For Bruce Owen, growing up as a Des Moines kid fascinated with jewelry, it was all about the story told. "The downtown mom and pop jeweler was a real part of the community picture," he says. "But at the same time, they were its private life as well: the engagements, the anniversaries. All that goes with them, all the stories, and all that can go wrong with them. As any jeweler can tell you, we're like shrinks in that regard."

Owen is president and owner of Amerigem, a private jeweler set in an office park multi-suite in Des Moines' bedroom community of Urbandale, Iowa. He began as a 19-year-old bench jeweler, and design and fabrication remain his passion. "But I also don't know how to stop talking, how to stop telling stories," he says, "and my mouth got me in sales, and I spent my jewelry career in the storefronts, getting really sick of selling catalog jewelry, like Campbell's Soup. You take your can and the next one slides into place."

Deciding to go it on his own, five years ago, his childhood image of the downtown, pillar of the community jeweler guided him, paradoxically, out to the suburbs, and to a private office. "I wanted to find the niche, fill the void. I asked myself, what's missing?" Owen wasn't aware of it at the time, but what he was destined to find were the stories. "And 90 percent of selling, maybe 95 percent, is listening."

Like Charleston Alexander, Amerigem is a quiet place. The 1,000-foot showroom has no counters, just 10 pedestal-style showcases, around which Owen or one of three salespeople stand side-by-side with clients. "There's no opposing them," he says, "or me having to bend over in and treating them to my bald spot. It's not selling, it's talking—more like we're together at a gallery—and while we do carry some ready-made pieces, particularly around Christmas, most of the 100 or so pieces in the cases are models or settings, introducing what we'll be looking at in the private office."

There are two offices at Amerigem, lean, elegant affairs with a desk, chairs, and high-tech. In Urbandale, it's a wall-mounted flat-screened TV bearing GemVision matrix software, which Owen uses to introduce clients to the brave new world of CAD-CAM. The overwhelming bulk of Amerigem's business is design intensive jewelry.

"Half a decade into it, the kids of our clients are now beginning to walk in for the diamond engagement ring. But at the start I knew that wasn't going to be our client. That left one-of-a-kind pieces for the 35 and older crowd, well into the diamond buying cycle. The 10th, 15th, 25th anniversary, and fashion." For 99 percent of American jewelers, that means designers. For Owen, it meant sitting down and listening, then creating a story.

"Today's been fairly typical," he says. An early appointment was Owen's presentation of a ring built on a family heritage stone. "It had been her mom's, a half-carater with a fairly open table, and she'd wanted to incorporate it into a more designed piece." Owen heard her out, presented the idea of a three-stone ring, and the two built one together onscreen.
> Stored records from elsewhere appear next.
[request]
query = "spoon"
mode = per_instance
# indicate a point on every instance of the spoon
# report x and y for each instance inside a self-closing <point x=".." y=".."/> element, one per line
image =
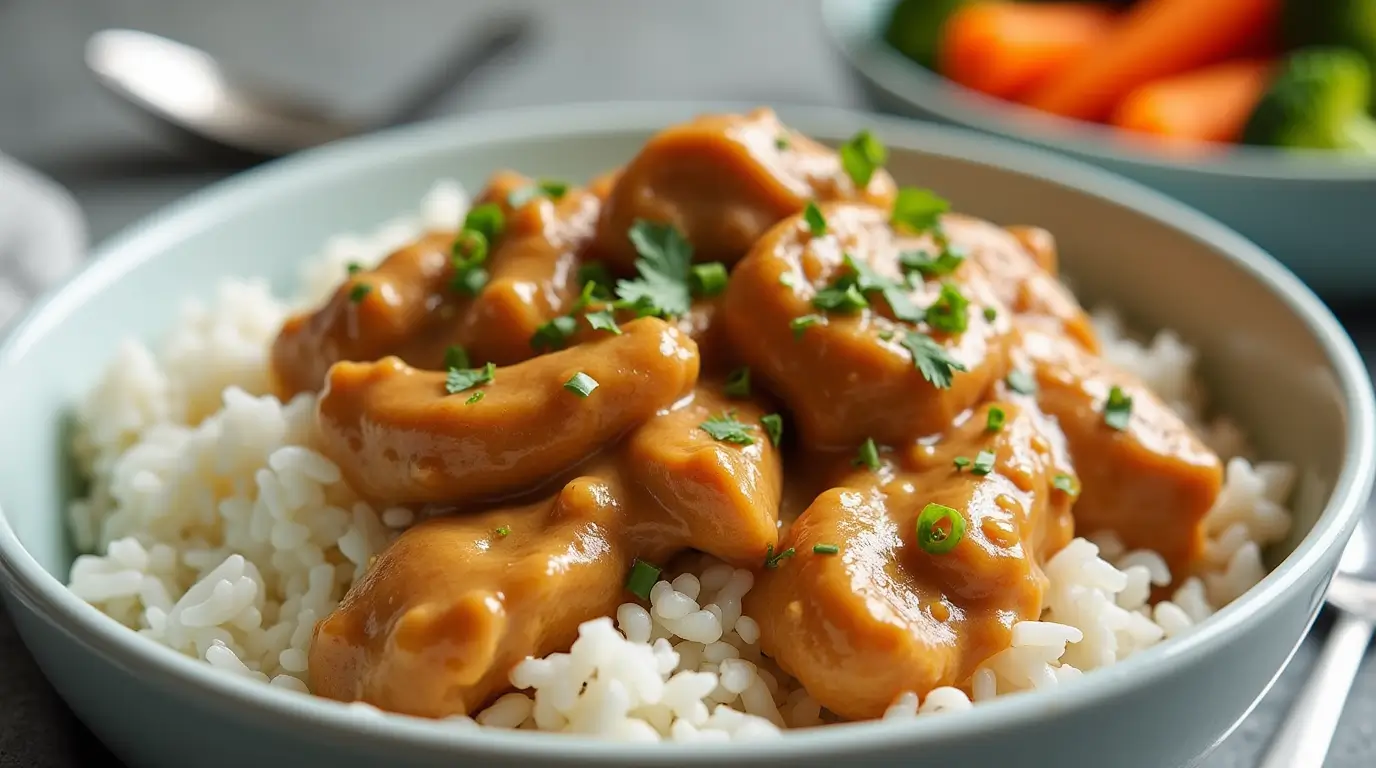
<point x="1307" y="732"/>
<point x="187" y="90"/>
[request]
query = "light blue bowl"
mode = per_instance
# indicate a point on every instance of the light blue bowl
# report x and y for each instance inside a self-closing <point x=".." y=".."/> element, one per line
<point x="1269" y="348"/>
<point x="1313" y="211"/>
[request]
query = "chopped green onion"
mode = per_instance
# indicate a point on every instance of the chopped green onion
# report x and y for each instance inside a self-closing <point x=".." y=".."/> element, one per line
<point x="862" y="156"/>
<point x="738" y="383"/>
<point x="487" y="220"/>
<point x="772" y="559"/>
<point x="983" y="463"/>
<point x="1065" y="483"/>
<point x="940" y="529"/>
<point x="816" y="222"/>
<point x="868" y="456"/>
<point x="798" y="325"/>
<point x="773" y="427"/>
<point x="553" y="335"/>
<point x="995" y="420"/>
<point x="1118" y="410"/>
<point x="707" y="280"/>
<point x="456" y="357"/>
<point x="603" y="320"/>
<point x="461" y="379"/>
<point x="951" y="311"/>
<point x="725" y="428"/>
<point x="918" y="209"/>
<point x="641" y="580"/>
<point x="581" y="384"/>
<point x="1021" y="383"/>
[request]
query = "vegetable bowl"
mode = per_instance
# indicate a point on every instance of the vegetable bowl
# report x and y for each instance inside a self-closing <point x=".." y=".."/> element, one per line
<point x="1305" y="205"/>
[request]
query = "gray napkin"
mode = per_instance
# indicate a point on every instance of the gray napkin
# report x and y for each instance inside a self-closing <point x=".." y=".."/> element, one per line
<point x="43" y="237"/>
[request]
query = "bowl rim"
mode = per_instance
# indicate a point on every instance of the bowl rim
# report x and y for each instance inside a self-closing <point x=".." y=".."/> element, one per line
<point x="908" y="81"/>
<point x="50" y="599"/>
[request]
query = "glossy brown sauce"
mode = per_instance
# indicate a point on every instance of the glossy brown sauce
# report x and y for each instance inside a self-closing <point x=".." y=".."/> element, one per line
<point x="538" y="500"/>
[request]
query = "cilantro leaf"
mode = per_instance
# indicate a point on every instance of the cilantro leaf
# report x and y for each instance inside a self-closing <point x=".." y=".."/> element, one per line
<point x="461" y="379"/>
<point x="728" y="430"/>
<point x="663" y="263"/>
<point x="932" y="359"/>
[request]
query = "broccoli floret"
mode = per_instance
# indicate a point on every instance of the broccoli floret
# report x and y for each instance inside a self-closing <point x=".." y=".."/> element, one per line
<point x="1317" y="101"/>
<point x="915" y="28"/>
<point x="1346" y="24"/>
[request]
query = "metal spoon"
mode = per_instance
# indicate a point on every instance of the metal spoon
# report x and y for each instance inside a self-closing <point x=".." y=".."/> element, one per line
<point x="186" y="88"/>
<point x="1307" y="732"/>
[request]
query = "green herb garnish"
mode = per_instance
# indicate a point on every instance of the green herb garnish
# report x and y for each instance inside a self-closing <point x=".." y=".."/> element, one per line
<point x="862" y="156"/>
<point x="1118" y="410"/>
<point x="546" y="187"/>
<point x="1021" y="383"/>
<point x="951" y="311"/>
<point x="461" y="379"/>
<point x="725" y="428"/>
<point x="581" y="384"/>
<point x="867" y="456"/>
<point x="641" y="580"/>
<point x="983" y="463"/>
<point x="932" y="359"/>
<point x="707" y="280"/>
<point x="738" y="383"/>
<point x="603" y="320"/>
<point x="995" y="420"/>
<point x="773" y="559"/>
<point x="940" y="529"/>
<point x="665" y="258"/>
<point x="553" y="335"/>
<point x="798" y="325"/>
<point x="773" y="427"/>
<point x="918" y="209"/>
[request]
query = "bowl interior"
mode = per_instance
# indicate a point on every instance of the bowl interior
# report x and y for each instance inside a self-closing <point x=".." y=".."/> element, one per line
<point x="1267" y="354"/>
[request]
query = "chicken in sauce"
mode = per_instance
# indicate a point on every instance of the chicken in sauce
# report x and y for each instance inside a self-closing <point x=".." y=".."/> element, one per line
<point x="746" y="344"/>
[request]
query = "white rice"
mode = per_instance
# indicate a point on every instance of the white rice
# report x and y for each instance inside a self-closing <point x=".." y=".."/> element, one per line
<point x="223" y="533"/>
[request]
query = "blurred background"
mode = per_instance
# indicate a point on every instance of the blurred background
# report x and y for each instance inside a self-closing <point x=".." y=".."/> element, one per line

The diamond was sent to S.A. Gems in Chicago for recutting.

"Part of the story told," says Owen, "involved me going on safari shortly after that first meeting where she handed me the half-carater. [Owen has gone on several safaris, part of S.A. Gems' marketing program.] Another part of the story, and one she loved, was of me sourcing the two other stones at the Festdiam factory in Johannesburg, in between the safari and the weekend in Capetown. She'll forget 99 percent of the gemology discussed, but none of that ring coming together. A year from now, she won't be able to tell you if the stones are VS or SI, but she'll be talking safaris the rest of her life."

An early afternoon appointment was typical. "She wanted a smaller diamond, and probably not a ring, because she gardened a lot, and was afraid of losing it. But that's a design issue, and once she learned that, the road was clear to hear more about what she wanted. He was talking color, F and J. So I showed him stones, and how unimportant that could be. How a J could actually be more beautiful than F. How important it is to look at beauty. And correspondingly, at just how dangerous a little knowledge can be."

Tonight's appointment, while also typical, is the one that excites Owen most. "It's an anniversary. The guy told me he had no idea what to get her, but that he wanted her to be a part of it. I loved hearing that. The only thing I asked him, once the appointment was made, was what kind of wine she liked, and what kind of music. Would I like to be home with my family at that hour? Yes. But to be able to be here, after hours, knowing a story's getting told that she'll never, ever forget? Like the credit card ad says: Priceless."

PRIVATE—AS IN SOCIAL

As you move up the price point ladder of private appointment jewelry, the experience becomes less retail and more social. Or sociable. Or even societal. It becomes salon-like.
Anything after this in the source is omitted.